Department for Transport (DfT) research ‘Collisions Involving Older Drivers: An In-depth Study‘ found that, ‘older drivers do not seem to have an increased level of blameworthy crashes until around 70 years of age; thereafter, their level of blameworthiness rises’.

The accident (fatal/serious/slight per year per 1,000 drivers) liabilities of drivers increase for the over 70s even when taking into account the lower annual mileages driven by them compared with younger age groups. In the next 20 years, the number of male and female drivers over 70 is set to double and treble respectively. The potential impact on the national road accident toll is clearly a concern.

Fatalities per million population by road user type and age: GB 2010 (click to enlarge)

These 2010 figures (taken from a DfT Report – Overview and trends in reported road casualties 2010) show that it’s the two ends of the scale  – younger and older drivers – who were over-represented in road accident fatalities.

They also make clear that the majority of road fatalities in the under-10 and over-80 age groups were, in fact, pedestrians.

Most emphasis on pedestrian safety so far – and to good effect – has been on the safety of children  e.g. the walking bus to school and awareness campaigns directed at children and parents. However, older pedestrians are vulnerable to traffic too.

Against a backdrop of increased traffic, accident casualty and fatality numbers have dropped considerably (in 2010 the number of fatalities was 48% lower than the average number in 1994-1998) and pedestrian fatalities have been decreasing across all age groups too. However, the number of older pedestrians dying in road accidents is still over-representative. In 2010 when 405 pedestrians died in road traffic accidents, 155 were 60 years old or over. 26 were 15 years old or less.

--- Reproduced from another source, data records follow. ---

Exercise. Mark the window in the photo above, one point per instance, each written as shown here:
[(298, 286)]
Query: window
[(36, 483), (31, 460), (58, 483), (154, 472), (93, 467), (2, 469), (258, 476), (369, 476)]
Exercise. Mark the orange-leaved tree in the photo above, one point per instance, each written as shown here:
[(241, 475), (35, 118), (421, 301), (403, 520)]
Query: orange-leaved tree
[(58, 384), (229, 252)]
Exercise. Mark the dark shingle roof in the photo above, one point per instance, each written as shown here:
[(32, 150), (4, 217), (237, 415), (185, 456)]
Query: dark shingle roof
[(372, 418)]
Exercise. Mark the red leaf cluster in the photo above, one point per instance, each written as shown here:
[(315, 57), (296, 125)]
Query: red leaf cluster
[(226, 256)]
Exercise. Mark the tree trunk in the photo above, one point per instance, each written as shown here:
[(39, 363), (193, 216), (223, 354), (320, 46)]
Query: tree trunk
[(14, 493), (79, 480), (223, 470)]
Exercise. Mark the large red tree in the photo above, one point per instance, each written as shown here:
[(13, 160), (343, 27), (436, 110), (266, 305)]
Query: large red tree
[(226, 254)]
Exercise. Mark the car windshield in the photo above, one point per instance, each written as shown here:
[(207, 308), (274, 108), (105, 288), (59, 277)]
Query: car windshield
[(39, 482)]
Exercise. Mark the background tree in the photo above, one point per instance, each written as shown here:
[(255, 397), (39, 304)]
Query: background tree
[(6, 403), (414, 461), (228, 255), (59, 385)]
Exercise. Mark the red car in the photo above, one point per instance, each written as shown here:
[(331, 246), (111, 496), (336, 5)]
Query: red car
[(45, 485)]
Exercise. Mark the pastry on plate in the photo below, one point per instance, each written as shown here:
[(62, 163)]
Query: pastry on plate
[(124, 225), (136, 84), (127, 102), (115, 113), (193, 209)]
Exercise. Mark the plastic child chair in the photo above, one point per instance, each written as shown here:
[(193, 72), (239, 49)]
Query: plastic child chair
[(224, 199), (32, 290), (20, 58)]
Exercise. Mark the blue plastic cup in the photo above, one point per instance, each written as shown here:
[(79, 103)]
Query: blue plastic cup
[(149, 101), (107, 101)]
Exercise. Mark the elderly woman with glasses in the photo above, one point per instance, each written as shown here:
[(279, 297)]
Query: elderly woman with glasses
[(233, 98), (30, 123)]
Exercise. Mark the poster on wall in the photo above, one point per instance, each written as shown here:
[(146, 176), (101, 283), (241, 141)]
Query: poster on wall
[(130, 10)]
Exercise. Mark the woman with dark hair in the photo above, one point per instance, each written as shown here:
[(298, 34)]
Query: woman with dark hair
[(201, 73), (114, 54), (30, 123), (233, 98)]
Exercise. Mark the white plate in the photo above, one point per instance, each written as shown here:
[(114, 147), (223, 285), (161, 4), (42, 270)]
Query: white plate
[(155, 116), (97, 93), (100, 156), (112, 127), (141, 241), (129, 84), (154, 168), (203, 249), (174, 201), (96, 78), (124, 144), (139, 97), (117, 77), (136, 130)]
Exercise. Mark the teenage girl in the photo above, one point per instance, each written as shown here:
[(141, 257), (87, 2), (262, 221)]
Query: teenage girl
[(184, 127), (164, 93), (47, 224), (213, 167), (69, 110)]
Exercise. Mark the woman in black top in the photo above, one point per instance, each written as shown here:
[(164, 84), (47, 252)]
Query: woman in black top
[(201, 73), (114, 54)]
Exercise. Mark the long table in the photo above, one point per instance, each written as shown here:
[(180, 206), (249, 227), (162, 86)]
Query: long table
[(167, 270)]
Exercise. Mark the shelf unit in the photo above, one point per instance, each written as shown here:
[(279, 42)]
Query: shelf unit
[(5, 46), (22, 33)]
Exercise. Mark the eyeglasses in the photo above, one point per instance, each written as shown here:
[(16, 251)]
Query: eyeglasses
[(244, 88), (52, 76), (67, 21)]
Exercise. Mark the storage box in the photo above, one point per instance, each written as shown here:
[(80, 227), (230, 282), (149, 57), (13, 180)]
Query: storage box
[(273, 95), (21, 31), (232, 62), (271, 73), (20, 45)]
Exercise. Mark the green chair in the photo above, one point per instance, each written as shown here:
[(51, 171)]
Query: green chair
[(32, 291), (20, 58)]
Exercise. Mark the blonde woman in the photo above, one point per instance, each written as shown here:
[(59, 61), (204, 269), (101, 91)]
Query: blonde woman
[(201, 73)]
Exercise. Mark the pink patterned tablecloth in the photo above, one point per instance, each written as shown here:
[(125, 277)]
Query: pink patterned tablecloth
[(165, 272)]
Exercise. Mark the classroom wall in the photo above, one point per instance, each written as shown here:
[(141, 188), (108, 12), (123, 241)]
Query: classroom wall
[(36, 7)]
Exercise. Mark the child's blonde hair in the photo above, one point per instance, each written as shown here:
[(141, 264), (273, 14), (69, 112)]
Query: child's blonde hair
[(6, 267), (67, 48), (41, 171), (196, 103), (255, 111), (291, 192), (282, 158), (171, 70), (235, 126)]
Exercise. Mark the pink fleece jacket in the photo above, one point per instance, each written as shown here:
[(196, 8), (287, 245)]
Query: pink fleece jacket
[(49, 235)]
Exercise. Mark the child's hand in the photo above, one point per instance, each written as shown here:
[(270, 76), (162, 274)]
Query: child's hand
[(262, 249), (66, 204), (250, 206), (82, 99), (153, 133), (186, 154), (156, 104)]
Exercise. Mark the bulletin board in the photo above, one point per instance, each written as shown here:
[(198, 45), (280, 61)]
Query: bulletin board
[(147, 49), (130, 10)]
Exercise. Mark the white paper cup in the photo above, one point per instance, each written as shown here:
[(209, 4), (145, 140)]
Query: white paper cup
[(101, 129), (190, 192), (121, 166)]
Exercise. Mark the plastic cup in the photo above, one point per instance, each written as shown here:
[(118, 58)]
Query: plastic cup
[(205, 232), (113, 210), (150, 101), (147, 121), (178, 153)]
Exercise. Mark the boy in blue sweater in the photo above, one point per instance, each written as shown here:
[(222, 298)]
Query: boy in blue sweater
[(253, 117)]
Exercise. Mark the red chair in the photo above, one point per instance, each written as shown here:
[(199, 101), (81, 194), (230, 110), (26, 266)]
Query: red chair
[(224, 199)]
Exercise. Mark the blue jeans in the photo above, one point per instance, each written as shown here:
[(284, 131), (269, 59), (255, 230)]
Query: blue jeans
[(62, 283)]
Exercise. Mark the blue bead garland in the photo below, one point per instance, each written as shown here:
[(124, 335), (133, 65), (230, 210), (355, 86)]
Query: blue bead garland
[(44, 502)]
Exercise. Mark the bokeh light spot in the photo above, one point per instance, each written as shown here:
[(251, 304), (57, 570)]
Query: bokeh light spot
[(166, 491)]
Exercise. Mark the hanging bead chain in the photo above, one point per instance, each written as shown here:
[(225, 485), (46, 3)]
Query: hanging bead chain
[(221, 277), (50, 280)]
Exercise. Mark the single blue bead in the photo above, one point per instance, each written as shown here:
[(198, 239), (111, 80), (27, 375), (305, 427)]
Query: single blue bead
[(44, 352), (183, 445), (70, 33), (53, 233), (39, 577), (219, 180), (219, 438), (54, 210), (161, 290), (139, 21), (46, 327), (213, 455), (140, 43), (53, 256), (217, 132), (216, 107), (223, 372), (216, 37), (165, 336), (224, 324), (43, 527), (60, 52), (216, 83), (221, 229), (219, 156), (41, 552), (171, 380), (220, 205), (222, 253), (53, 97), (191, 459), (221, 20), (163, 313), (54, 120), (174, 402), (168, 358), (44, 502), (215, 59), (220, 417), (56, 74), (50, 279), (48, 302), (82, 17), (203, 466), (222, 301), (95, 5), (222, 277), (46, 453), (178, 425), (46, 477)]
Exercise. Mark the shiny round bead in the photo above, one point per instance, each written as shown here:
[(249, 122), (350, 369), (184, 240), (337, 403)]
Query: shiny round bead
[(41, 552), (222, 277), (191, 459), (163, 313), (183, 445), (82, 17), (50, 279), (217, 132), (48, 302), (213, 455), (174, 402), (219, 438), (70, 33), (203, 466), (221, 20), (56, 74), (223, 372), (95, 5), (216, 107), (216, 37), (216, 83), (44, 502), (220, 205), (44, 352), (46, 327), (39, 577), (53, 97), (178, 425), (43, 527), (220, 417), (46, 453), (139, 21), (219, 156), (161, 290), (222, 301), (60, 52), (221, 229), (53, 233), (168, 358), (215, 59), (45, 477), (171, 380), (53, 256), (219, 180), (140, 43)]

A recent study by John Fraser, a senior process engineer and Dr Nuran Fraser, a senior lecturer at Manchester Metropolitan University looked at 2011 road traffic incident data. The researchers set out to establish whether the incidences of pedestrian casualty rates were different proportionately by age group. Their study confirms that older people (and ‘older’ here refers to people in their 60s) are indeed more vulnerable than most as pedestrians. They have a “higher than expected” (an estimated three times higher than expected) number of road accident fatalities partly due to existing health problems – and, for those in older age brackets, increasing frailty – which impair the speed and quality of their recovery compared to other age groups.

It would be good to see more research into frequency and levels of injury sustained by pedestrians in different age groups*, but in the interim, perhaps the main findings of this study provides enough evidence to begin an awareness campaign and put traffic management system e.g timing extensions at crossings and more prominent signs and signals in place to help?.

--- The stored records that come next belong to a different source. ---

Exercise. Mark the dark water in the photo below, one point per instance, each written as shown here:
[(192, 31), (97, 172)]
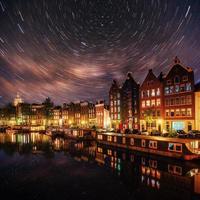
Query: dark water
[(33, 166)]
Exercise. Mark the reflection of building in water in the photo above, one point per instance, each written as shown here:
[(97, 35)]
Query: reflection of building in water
[(172, 178)]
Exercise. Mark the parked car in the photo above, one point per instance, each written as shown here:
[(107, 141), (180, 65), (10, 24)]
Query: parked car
[(194, 134), (181, 134)]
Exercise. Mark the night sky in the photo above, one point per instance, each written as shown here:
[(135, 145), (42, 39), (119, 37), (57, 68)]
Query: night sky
[(71, 50)]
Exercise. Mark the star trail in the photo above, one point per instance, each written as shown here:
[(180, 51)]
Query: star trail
[(71, 50)]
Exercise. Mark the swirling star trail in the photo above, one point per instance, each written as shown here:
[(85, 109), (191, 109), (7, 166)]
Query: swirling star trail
[(70, 50)]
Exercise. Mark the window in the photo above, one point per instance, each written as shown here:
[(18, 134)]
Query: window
[(171, 89), (177, 112), (183, 112), (182, 87), (158, 92), (189, 99), (153, 102), (143, 142), (175, 147), (177, 88), (189, 112), (188, 87), (132, 141), (153, 93), (143, 104), (118, 108), (169, 82), (177, 101), (153, 144), (148, 103), (148, 93), (189, 126), (119, 116), (167, 126), (172, 113), (166, 90), (118, 102), (167, 102), (185, 78), (109, 138), (100, 150), (100, 137), (158, 103), (177, 79)]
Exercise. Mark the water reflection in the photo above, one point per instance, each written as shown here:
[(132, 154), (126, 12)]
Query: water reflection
[(144, 176)]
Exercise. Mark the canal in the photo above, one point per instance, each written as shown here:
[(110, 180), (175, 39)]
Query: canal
[(35, 166)]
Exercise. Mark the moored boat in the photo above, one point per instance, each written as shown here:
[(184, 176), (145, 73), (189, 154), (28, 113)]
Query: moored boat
[(187, 149)]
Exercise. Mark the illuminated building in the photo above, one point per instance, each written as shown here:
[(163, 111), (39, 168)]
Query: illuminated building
[(77, 114), (179, 105), (84, 111), (115, 104), (17, 100), (102, 115), (151, 102), (130, 103), (197, 107), (56, 116), (37, 116)]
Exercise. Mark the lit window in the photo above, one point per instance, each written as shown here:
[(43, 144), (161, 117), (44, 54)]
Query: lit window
[(177, 112), (183, 112), (153, 93), (143, 104), (148, 93), (185, 78), (119, 116), (189, 99), (158, 92), (188, 87), (118, 102), (177, 88), (177, 79), (169, 82), (172, 113), (166, 90), (153, 144), (158, 103), (143, 143), (132, 141), (148, 103), (189, 112), (171, 89)]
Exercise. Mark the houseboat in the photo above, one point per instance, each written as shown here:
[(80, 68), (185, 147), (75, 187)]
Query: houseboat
[(186, 149), (78, 134)]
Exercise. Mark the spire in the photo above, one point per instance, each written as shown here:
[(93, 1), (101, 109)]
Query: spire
[(176, 60)]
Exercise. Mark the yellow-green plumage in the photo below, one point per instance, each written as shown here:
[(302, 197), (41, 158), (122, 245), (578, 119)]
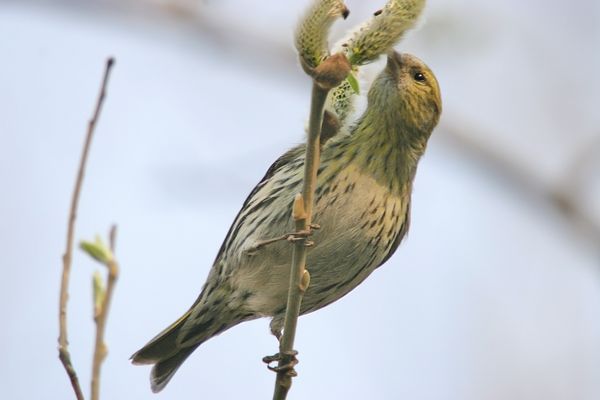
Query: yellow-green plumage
[(362, 203)]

* nos of pedestrians injured (of all ages) may be higher than current figures suggest. Pedestrian casualties reported by the police system, STATS 19, as included in DfT Reported Road Casualties, do not show all casualties, only those where pedestrians were injured in a collision involving a vehicle.  Hospital Episode Statistics include any kind of fall on the street or highway and may include some other road accident victims. Research so far does not take into account older people’s exposure rate i.e.  the average distance travelled by a person of a given age and the injury rate per accident. It is also difficult to separate the increased risk of having an accident in the first place from the greater vulnerability in accidents of those in their 60s and over.